Questo è stato il tema scelto dall’Assemblea della
USG per il mese di maggio 2002. Prima di entrare nel contenuto di questo
documento conviene segnalare alcune grandi preoccupazioni che erano presenti
nei Superiore Generali in merito alla gestione e all’uso dei propri beni.
1. Per
cominciare è opportuno affermare che non si può intraprendere un processo di
rivitalizzazione di un Istituto religioso senza prestare una particolare
attenzione all’uso evangelico dei beni. Anche rispetto ad essi, infatti,
bisogna parlare con fedeltà creativa. Senza dubbio i nostri progetti di
rifondazione rimarranno mere chimere se non si rifletteranno sul nostro modo di
acquistare i beni, sull’aspetto della gestione finanziaria, sulla quantità di
beni che accumuliamo, sull’uso che facciamo del nostro patrimonio e del nostro
denaro e sul modo in cui condividiamo ciò che possediamo. Riuscire ad
utilizzare le nostre risorse economiche a vantaggio della missione e nel
rispetto dei valori evangelici è una preoccupazione importante che riguarda la
nostra identità religiosa oggi e la credibilità della testimonianza che diamo.
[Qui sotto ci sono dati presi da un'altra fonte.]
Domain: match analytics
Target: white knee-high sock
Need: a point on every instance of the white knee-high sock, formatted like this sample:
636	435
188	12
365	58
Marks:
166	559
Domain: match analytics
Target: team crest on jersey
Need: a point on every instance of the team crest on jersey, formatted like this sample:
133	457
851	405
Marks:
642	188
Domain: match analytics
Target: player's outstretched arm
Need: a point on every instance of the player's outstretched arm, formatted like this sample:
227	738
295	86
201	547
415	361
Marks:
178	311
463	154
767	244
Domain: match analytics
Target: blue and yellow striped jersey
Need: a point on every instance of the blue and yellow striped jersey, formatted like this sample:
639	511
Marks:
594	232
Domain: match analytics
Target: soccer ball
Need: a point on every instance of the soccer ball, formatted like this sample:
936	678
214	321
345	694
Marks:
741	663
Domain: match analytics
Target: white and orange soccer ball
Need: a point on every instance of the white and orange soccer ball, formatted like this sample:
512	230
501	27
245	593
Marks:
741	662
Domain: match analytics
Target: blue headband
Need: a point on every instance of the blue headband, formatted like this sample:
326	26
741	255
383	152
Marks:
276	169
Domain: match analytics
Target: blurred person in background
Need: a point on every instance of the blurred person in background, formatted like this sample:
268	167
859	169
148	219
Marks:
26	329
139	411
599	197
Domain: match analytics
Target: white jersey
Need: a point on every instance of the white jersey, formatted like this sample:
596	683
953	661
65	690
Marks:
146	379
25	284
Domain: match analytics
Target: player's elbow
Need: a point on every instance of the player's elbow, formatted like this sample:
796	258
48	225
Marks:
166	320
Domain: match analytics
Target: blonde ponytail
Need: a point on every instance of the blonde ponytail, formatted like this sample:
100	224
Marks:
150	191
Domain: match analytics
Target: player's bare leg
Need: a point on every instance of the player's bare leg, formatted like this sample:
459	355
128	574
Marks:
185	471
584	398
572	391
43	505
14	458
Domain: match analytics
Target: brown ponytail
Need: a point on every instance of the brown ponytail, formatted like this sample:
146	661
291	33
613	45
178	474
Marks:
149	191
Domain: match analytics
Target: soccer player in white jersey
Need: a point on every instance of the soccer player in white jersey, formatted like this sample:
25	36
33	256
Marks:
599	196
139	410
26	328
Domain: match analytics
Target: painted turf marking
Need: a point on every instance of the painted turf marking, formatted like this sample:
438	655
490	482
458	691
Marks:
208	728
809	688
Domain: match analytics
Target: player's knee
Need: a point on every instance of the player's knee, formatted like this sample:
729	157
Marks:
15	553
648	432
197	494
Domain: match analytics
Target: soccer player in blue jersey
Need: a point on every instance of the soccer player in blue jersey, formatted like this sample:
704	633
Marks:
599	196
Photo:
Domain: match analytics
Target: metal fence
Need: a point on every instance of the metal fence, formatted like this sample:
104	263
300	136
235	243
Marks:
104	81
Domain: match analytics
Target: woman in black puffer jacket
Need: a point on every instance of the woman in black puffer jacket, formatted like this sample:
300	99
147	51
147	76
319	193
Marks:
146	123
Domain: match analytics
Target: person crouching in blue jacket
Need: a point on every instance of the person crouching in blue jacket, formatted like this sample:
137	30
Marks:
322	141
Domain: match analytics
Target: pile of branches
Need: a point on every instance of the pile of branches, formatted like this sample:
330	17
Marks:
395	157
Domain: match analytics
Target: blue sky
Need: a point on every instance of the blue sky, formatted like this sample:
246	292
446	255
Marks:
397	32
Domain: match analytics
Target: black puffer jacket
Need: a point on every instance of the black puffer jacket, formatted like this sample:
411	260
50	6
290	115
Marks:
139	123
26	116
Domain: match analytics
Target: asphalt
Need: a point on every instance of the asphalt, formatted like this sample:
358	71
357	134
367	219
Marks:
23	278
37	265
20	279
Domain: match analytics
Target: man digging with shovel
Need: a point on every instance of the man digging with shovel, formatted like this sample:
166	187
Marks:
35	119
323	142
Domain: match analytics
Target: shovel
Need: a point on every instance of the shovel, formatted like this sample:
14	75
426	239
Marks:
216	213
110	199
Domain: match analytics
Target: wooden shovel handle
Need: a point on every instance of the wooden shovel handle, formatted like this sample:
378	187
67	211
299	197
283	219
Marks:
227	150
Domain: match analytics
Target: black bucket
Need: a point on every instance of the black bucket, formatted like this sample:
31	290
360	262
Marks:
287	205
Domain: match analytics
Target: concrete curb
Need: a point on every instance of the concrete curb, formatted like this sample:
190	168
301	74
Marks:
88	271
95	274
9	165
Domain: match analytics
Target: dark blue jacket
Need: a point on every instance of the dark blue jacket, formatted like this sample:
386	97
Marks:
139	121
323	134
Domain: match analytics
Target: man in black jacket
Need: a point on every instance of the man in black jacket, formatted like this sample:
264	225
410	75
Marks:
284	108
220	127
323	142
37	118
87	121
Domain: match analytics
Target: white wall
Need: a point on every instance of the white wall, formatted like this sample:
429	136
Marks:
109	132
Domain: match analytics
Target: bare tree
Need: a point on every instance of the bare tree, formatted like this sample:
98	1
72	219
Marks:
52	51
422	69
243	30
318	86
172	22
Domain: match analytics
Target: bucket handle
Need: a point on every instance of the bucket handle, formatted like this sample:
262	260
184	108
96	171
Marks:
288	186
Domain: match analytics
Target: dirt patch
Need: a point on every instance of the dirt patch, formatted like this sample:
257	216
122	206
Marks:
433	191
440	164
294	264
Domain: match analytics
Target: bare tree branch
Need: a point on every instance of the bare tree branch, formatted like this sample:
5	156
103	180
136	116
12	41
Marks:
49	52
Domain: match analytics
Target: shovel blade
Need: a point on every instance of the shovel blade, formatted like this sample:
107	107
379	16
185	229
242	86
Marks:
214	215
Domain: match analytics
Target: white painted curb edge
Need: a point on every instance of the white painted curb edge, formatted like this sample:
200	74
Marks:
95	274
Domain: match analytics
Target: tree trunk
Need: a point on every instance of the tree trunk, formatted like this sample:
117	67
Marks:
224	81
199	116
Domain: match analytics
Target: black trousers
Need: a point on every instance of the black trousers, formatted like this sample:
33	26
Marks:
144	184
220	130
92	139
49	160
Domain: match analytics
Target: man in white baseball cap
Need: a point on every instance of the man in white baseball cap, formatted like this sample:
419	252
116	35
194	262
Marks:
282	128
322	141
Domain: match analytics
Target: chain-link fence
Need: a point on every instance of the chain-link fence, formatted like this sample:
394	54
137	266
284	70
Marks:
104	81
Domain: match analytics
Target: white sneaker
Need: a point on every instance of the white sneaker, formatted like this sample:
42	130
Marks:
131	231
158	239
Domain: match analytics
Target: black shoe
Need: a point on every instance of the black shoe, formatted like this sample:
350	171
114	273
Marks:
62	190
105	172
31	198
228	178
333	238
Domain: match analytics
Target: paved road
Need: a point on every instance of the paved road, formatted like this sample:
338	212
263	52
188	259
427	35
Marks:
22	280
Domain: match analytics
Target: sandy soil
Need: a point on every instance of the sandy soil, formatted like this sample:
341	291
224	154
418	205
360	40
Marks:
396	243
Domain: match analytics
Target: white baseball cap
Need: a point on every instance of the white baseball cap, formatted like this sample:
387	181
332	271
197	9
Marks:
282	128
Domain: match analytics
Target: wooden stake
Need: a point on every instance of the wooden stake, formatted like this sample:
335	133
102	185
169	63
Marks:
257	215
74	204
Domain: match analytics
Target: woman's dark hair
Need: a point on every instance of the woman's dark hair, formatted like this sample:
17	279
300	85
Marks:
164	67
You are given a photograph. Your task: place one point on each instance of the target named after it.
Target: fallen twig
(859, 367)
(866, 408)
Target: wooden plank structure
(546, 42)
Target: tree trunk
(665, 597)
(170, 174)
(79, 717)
2. I destinatari di questa riflessione sono
i Superiori generali, le Curie generali, gli economi
generali e, in un certo senso, gli Istituti religiosi nel loro insieme. Costoro
sono i più interessati a questa riflessione e sono anche coloro che più ne
hanno bisogno poiché a loro tocca stabilire una politica amministrativa ed
economica che si presenti come una alternativa alle proposte del
neoliberismo e una buona risposta ai bisogni degli Istituti religiosi, al
servizio dei poveri.
3. All’addentrarci nel tema di questa
Assemblea ci siamo resi conto che è abbastanza nuovo e senza dubbio complesso, importante e stimolante per l’ insieme dei religiosi. All’inizio di questo III Millennio non si può certo restare
indifferenti dinanzi al problema della povertà che dilaga e diventa miseria,
fame, mancanza di risorse per curare tante malattie, per difendersi dal freddo
e facilmente sfocia in violenze e guerre. La realtà della globalizzazione rende
particolarmente urgente questo tema. Sappiamo che il nostro contributo non può
bastare per risolvere tutti i problemi che nascono dalla povertà, ma non abbiamo
certo per questo il diritto di smettere di fare quel che possiamo per ridurla.
A questo ci invita il Papa all’inizio del XXI secolo: “ ... E’ forse giunto
il momento di una nuova e profonda riflessione sul senso dell’economia e dei
suoi fini. In tal senso risulta urgente riconsiderare la concezione stessa di
benessere perché non sia dominata da una gretta prospettiva utilitaristica che
lascia uno spazio marginale e secondario a valori quali la solidarietà o
l’altruismo” (Giovanni Paolo, Messaggio del 1 gennaio 2001, n 15).
4. Non possiamo dimenticare che le
Congregazioni religiose, in quanto istituzioni, possiedono vari tipi di risorse: risorse
spirituali, umane, pastorali ed economiche. La nostra attenzione in questo caso
si è centrata su queste ultime. Se è vero che esse non sono sempre quelle che
più scarseggiano, è pur vero che bisogna riconoscere che senza di esse è
difficile portare a termine buona parte delle nostre attività di religiosi
poiché ogni attività ha una sua dimensione economica.
5. All’inizio della nostra riflessione
desideriamo ricordare che l’economia è una dimensione
essenziale della vita; così lo riconosce lo stesso Gesù come possiamo vederlo nel
Vangelo e particolarmente nel Vangelo di San Matteo, antico collettore di
imposte. Il regno dei cieli è simile a
un tesoro nascosto in un campo e a una parla di grande valore (Mt 13, 44-46);
per costruire è necessario sedersi e fare bene i calcoli e preventivare i costi
(Lc 14,18); Gesù non risparmia elogi per il buon amministratore (Mt 24,45). San
Paolo, a sua volta pone in tela di giudizio coloro che aspirano a diventare
vescovi e “non sanno amministrare la loro casa” (I Tim 3,5). Il Vangelo ci orienta
ci orienta sempre e anche quando cerchiamo criteri per mettere a profitto i
nostri talenti in banca affinché producano il dovuto interesse (Mt 25,14-30).